First Flash site here, Biok displays a static page with some sections (with a low quantity of text) scrolling inside.
Instead of lose the content of the previous page after a refresh (or better the change of the flash layer) the menu under the header allows so to navigate in a complete “overview” of what the site- in this case a consulting firm one- can offer.
Like the two previous CSS design from CZG, the text colums that contains the demostrative sections are putted in the template with an absolute position. 1/2 difference: the distance of this colums from the top of page (few pixels for the even ones, about half of the page’s height for the odd). 2/2 difference is about the dimensions of the colums: previously there was an equal ‘limit’ of width, now the various column have different width to display, each one, a column’s height almost equal to the half of the page’s height.
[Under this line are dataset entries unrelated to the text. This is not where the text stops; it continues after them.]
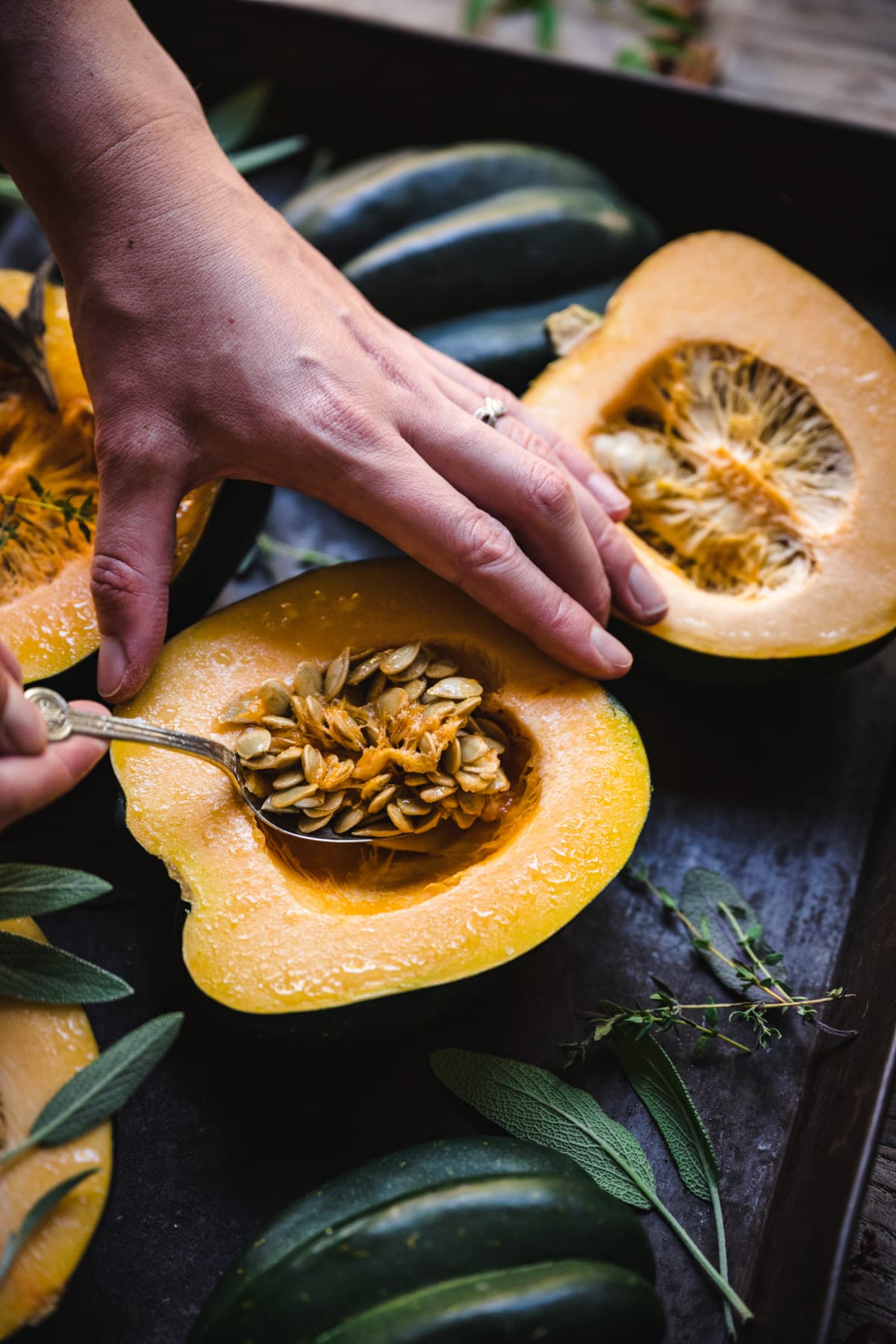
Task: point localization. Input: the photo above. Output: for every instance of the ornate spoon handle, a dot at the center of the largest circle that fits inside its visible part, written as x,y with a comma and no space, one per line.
62,721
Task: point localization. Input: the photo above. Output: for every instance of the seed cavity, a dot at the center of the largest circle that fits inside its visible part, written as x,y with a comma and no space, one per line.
732,470
375,744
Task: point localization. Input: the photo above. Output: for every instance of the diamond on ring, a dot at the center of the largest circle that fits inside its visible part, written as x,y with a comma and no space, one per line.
492,411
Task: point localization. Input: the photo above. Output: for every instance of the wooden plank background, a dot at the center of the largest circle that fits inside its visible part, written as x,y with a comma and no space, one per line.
836,58
829,57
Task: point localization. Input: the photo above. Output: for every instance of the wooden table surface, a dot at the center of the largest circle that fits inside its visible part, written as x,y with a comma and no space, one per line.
835,58
830,57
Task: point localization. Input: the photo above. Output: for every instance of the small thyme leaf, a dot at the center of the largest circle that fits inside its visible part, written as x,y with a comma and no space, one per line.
22,336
Unbury from the Web Archive limbo, the nDroid could be one of the first sites with horizontal layout ever appaired (the Archive shows 2000’s pages). The pixel-build fantasy of its creator illustrates a in a panoramic context – a very strange wide house – an harlequin mix of text and images that let ask ourself: “What is there on the right?”.
As we saw in the photographic example, an horizontal layout could be an original way to create a design portfolio. It’s the case of the guys of Sonido, who use an old nested table to place a very wide image where the transition from a section of a page to an other is very pleasant. The direct “jump” to these section is (this time, too) allowed by a menu with internal links. Except titles and the introduction, there is a so great quantity of text use expecially for links to agency’s projects: for this are necessary some (about four lines) boxes tall as much only 100px.
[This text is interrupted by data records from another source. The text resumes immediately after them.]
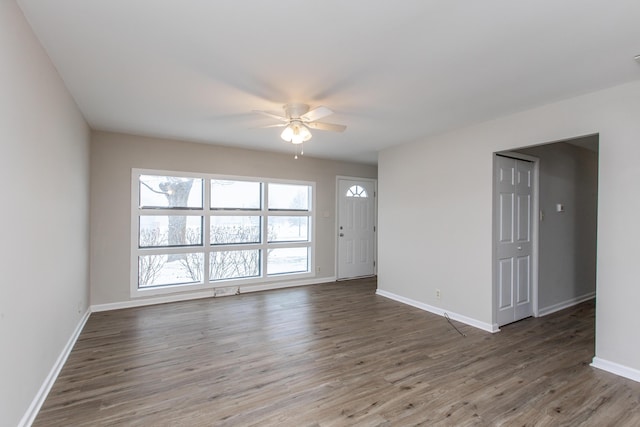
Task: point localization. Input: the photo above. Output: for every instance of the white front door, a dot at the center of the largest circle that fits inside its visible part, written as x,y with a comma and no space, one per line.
356,228
514,210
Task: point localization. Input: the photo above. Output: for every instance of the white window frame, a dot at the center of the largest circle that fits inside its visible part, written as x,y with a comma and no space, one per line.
206,212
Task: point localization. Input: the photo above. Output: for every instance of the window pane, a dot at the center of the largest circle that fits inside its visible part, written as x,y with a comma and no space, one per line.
288,260
356,191
289,197
170,192
169,230
234,264
162,270
235,229
235,194
288,228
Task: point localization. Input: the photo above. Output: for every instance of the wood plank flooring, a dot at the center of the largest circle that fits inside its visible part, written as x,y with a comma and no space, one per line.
332,355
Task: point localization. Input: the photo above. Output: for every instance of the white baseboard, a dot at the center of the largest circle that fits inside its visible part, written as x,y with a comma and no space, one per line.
565,304
38,400
440,312
209,293
616,368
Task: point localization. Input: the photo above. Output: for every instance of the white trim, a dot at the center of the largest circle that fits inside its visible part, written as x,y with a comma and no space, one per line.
565,304
616,368
30,415
440,312
209,293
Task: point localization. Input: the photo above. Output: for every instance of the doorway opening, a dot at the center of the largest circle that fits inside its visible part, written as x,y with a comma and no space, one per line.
356,227
566,224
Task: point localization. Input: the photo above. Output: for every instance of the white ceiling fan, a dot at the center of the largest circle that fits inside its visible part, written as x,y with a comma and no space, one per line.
298,119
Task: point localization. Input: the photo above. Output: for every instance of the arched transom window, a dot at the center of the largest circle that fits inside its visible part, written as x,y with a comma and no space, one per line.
356,191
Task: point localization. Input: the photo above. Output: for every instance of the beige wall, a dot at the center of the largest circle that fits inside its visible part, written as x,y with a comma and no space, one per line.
44,170
114,155
435,212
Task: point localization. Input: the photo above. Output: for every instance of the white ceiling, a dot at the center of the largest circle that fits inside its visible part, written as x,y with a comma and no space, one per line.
392,71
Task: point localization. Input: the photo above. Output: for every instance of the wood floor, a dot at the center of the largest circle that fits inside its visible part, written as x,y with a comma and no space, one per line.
332,355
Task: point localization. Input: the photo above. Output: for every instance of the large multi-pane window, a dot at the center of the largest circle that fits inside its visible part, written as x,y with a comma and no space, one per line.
205,230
The second (CSS, naturally) extract from the CZG. There aren’t so much layout differents from the previous: the sbs colums – that uses a CSS
position:absolute property – this time are more thin and the last section is wider then the others to be tall as the others. A big image, tall as the page, is fixed at the left of the window and the menu is this time at the right of the last column.
Eolo Perfido is a good example of how the horizontal layouting can help photography to show its best in the web world. Portfolio’s pages displays a series of equal height and equal width phographaps inserted side by side in table layout, and includes a simple menu on the left to switch over the other horizontal galleries. In the news page, instead, the images are smaller in size to let space to a little description below.
The Dmitry Kirsanov Studio’s website – horizontal version born in 2002 – represents its contents with an old nested table layout divided horizontally in two parts: in the part below a title and image represent several projects, in the part above a small text completes the description. In some page, like “Our offer” these paragraphs are splitted in two or more colums. A fixed height but an unknow amount of text: in the building of a layout including a section with this feature a big help could come from the CSS3 dedicated module.